C’est donc ça un romancier ?
par Christian Libens
Le Carnet et les Instants N°161

Il était une fois un romancier bruxellois à tirage trop limité, un traducteur peu fidèle de polars suédois, un amoureux éploré de sa femme en allée avec son propre frère, un ancien collégien des bons pères déniaisé par son prof de math, un bon fils qui appelle sa mère Fanny parce que tel est son prénom, un gourou pas brillant d’une secte d’illuminés… Tant de personnes dans le même personnage, Thomas Basil, dit Tom. À moins que ça ne soit son double, Sam alias Basilidès, son jumeau et âme damnée ?
Il était une foi nouvelle, le « basilidisme », qui professe auprès d’une riche clientèle de naïfs fracturés de la vie des slogans du genre « Ton corps : l’obstacle et le chemin », assaisonnés de zestes de Plotin ou d’Empédocle et d’une bonne louche de Basilide, un gnostique du IIe siècle. Sans oublier le credo du philosophe antique Cornelius Farouk : « L’univers est assez grand pour contenir toutes nos illusions et elles sont elles-mêmes créatrices de vérité. » La communauté, basée dans une grande propriété de Watermael, vit dans l’illusion comme ses principaux acteurs vivent dans le mensonge. Il y a là un bon docteur roumain très vilain, une violoncelliste meurtrière, un avocat sans loi, et d’abord la belle Johanna, l’égérie des jumeaux que Tom veut reconquérir…

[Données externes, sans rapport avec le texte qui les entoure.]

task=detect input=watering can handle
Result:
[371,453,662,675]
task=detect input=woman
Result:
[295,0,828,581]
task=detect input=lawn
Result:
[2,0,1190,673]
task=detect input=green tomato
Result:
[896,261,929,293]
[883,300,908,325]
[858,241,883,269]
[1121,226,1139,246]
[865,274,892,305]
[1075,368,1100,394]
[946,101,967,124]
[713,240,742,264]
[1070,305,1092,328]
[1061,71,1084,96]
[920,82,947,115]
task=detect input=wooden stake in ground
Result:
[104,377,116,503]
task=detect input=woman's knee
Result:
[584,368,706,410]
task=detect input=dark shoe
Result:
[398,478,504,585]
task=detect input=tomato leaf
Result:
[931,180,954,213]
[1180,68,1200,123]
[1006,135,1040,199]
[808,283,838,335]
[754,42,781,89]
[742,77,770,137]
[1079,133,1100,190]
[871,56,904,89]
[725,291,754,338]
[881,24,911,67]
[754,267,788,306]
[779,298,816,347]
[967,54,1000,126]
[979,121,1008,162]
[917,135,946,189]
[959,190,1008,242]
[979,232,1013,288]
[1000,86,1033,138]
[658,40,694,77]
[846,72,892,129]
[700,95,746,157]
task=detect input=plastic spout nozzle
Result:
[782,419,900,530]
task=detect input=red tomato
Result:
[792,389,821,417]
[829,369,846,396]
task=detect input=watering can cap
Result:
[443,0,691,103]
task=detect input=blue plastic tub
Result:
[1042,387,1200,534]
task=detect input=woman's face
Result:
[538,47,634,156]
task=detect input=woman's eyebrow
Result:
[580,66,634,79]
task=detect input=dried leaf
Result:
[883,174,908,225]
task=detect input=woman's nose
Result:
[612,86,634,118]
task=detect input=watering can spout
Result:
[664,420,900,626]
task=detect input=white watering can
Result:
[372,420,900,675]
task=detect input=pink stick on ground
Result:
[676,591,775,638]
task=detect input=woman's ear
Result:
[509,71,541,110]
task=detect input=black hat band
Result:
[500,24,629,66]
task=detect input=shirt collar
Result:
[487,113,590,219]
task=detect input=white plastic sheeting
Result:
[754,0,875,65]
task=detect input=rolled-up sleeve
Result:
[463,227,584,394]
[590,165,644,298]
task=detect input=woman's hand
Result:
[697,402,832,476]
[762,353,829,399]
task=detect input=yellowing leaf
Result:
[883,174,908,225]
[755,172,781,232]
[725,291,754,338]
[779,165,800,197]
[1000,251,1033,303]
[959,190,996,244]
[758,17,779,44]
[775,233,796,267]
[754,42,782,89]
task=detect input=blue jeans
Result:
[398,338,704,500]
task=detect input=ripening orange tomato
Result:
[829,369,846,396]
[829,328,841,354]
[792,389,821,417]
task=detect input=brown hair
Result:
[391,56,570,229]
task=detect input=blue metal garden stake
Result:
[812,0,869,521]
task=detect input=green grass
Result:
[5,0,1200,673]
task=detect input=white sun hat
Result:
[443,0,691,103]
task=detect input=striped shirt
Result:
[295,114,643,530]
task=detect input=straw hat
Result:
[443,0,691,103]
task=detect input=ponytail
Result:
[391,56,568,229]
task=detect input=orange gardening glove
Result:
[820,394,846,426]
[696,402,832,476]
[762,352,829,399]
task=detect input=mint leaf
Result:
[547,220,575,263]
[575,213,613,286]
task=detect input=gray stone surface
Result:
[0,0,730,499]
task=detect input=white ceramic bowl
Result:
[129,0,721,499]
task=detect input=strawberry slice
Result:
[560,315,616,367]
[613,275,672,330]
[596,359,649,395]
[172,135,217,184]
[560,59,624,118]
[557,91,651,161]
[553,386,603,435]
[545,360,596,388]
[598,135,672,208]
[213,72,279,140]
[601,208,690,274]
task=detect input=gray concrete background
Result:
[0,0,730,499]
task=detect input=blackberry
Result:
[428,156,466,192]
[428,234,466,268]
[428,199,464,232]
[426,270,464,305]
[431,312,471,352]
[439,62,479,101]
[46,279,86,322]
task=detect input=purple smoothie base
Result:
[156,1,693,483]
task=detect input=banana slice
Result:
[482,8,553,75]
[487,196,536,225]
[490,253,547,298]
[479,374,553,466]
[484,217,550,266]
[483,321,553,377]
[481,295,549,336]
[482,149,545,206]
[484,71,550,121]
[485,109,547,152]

Avec Reconquista, son sixième roman, Ghislain Cotton s’est manifestement beaucoup amusé tant le jeu de miroirs qu’il y a mis en place est brillant, pour le plus grand plaisir de ses lecteurs. Brodant sur le thème de la gémellité, il égare ceux-ci dans une sorte de polar amoureux où les mises en abyme se métamorphosent en passionnants casse-tête. Et puis, notre chroniqueur-romancier se plaît à semer des signes de piste, des allusions plaisantes comme autant de clins d’œil aux confrères. On y reconnaît ainsi Jacob Couvreur, du Soir, Matthieu François, de La Libre, ou encore Chaulaide, le présentateur de l’émission littéraire Feuilletage. Quant à identifier la journaliste du magazine Snif, l’attachante Mona, amie et alliée de Thomas, je donne ma langue au chat !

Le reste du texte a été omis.